Atomic Scale Investigation on the Structural and Mechanical Properties of Carbon Nanotubes Reinforced Polylactic acid Composites

Abstract

AbstractMolecular characterization of nanocomposites is of great significance for the design, prediction, and understanding of the structure and properties of nanocomposites. Herein, a molecular dynamics simulation method is employed to investigate the structures, thermodynamical, and mechanical properties of carbon nanotubes (CNTs) reinforced polylactic acid (PLA) composites, as well as the effects and mechanisms of CNTs on the structure and mechanical properties of PLA matrices. The concentration profile result suggests that the type of CNTs has a significant influence on the distribution of PLA molecular chains, with relative concentration profiles around CNTs in the order of PLA/CNTs‐COOH > PLA/CNTs‐OH > PLA/CNTs‐NH2 > PLA/CNTs.
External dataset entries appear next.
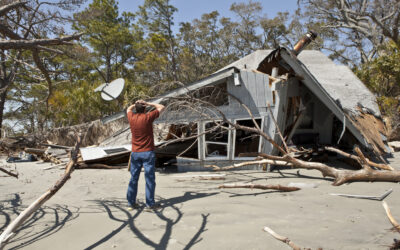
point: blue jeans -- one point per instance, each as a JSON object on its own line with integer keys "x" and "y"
{"x": 147, "y": 160}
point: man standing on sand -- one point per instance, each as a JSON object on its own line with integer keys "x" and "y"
{"x": 142, "y": 154}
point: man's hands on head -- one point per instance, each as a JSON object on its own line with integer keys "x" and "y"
{"x": 144, "y": 103}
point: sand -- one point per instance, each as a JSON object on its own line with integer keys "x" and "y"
{"x": 90, "y": 211}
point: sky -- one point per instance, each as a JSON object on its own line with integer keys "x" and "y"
{"x": 191, "y": 9}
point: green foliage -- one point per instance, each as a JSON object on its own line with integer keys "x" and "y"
{"x": 143, "y": 49}
{"x": 382, "y": 76}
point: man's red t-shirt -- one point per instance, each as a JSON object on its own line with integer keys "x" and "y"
{"x": 142, "y": 130}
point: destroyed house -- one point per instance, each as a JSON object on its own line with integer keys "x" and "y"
{"x": 312, "y": 100}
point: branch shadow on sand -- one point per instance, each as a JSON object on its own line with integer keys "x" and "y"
{"x": 44, "y": 222}
{"x": 117, "y": 211}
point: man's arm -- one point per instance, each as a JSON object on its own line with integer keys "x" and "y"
{"x": 130, "y": 108}
{"x": 157, "y": 106}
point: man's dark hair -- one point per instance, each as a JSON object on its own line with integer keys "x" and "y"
{"x": 139, "y": 108}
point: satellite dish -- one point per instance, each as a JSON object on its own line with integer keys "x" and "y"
{"x": 110, "y": 91}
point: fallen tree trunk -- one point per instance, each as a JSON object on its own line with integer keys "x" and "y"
{"x": 9, "y": 173}
{"x": 371, "y": 163}
{"x": 340, "y": 176}
{"x": 22, "y": 217}
{"x": 98, "y": 166}
{"x": 283, "y": 239}
{"x": 392, "y": 220}
{"x": 259, "y": 186}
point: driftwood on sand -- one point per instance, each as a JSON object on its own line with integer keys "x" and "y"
{"x": 9, "y": 232}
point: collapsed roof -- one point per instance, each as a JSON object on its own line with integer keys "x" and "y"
{"x": 334, "y": 85}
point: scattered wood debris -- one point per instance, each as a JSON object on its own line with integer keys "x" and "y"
{"x": 10, "y": 173}
{"x": 260, "y": 186}
{"x": 396, "y": 225}
{"x": 395, "y": 145}
{"x": 377, "y": 198}
{"x": 283, "y": 239}
{"x": 11, "y": 229}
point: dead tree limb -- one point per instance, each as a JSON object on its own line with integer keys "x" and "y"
{"x": 247, "y": 163}
{"x": 9, "y": 172}
{"x": 392, "y": 220}
{"x": 6, "y": 8}
{"x": 24, "y": 215}
{"x": 371, "y": 163}
{"x": 98, "y": 166}
{"x": 259, "y": 186}
{"x": 282, "y": 238}
{"x": 277, "y": 128}
{"x": 28, "y": 44}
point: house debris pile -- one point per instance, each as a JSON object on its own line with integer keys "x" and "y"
{"x": 271, "y": 102}
{"x": 55, "y": 144}
{"x": 310, "y": 100}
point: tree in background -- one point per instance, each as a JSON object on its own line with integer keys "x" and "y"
{"x": 364, "y": 26}
{"x": 382, "y": 76}
{"x": 159, "y": 52}
{"x": 31, "y": 28}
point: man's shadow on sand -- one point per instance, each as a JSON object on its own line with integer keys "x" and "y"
{"x": 45, "y": 221}
{"x": 130, "y": 216}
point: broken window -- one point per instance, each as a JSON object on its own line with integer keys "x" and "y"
{"x": 307, "y": 121}
{"x": 216, "y": 141}
{"x": 246, "y": 141}
{"x": 217, "y": 94}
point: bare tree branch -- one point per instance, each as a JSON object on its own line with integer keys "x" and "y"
{"x": 28, "y": 44}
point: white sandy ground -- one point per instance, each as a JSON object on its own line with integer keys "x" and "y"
{"x": 90, "y": 211}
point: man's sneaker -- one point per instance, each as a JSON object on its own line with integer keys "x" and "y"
{"x": 153, "y": 208}
{"x": 130, "y": 208}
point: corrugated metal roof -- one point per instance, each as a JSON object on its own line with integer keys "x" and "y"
{"x": 340, "y": 82}
{"x": 250, "y": 61}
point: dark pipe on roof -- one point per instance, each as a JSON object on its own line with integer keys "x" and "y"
{"x": 307, "y": 39}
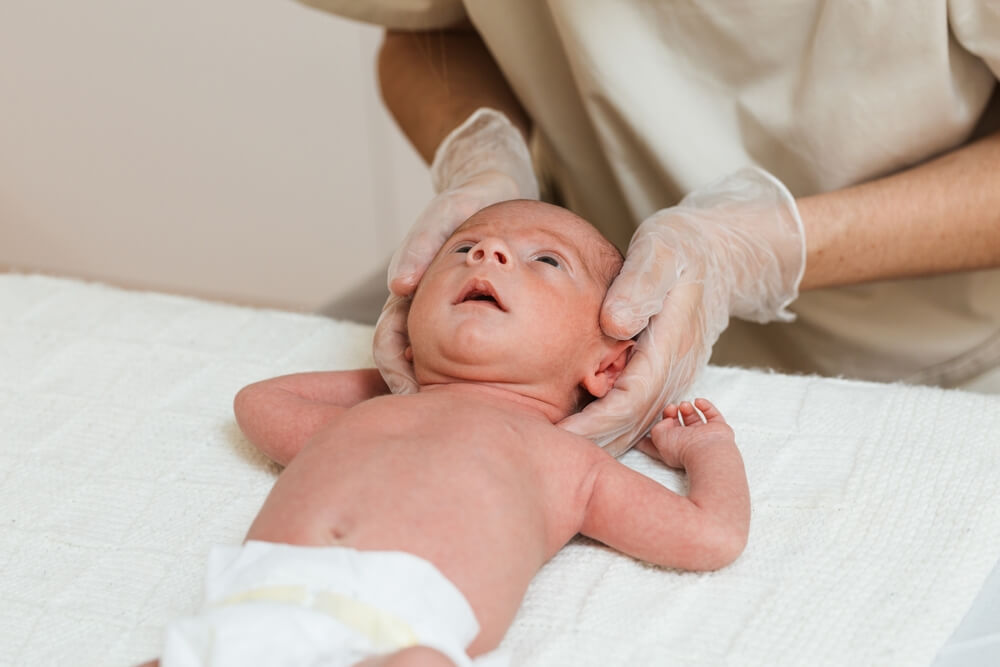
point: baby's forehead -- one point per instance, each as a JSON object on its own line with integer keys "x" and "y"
{"x": 536, "y": 219}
Incorporating CNTs into the PLA matrix decreases the FFV and mobility of the polymer, where the trend is PLA > PLA/CNTs > PLA/CNTs‐NH2 > PLA/CNTs‐OH > PLA/CNTs‐COOH. Meanwhile, the tensile properties of the PLA matrix increase with the incorporation of CNTs, and the trend agrees with the results of fractional free volume (FFV) and relative concentration distribution. Finally, the analysis results of interaction illustrate that hydrogen bond interactions between PLA molecular chains and the functional groups on CNTs surface are involved in the adsorption of the polymers on the CNTs surface, thus affecting their interfacial interaction, structure, and properties.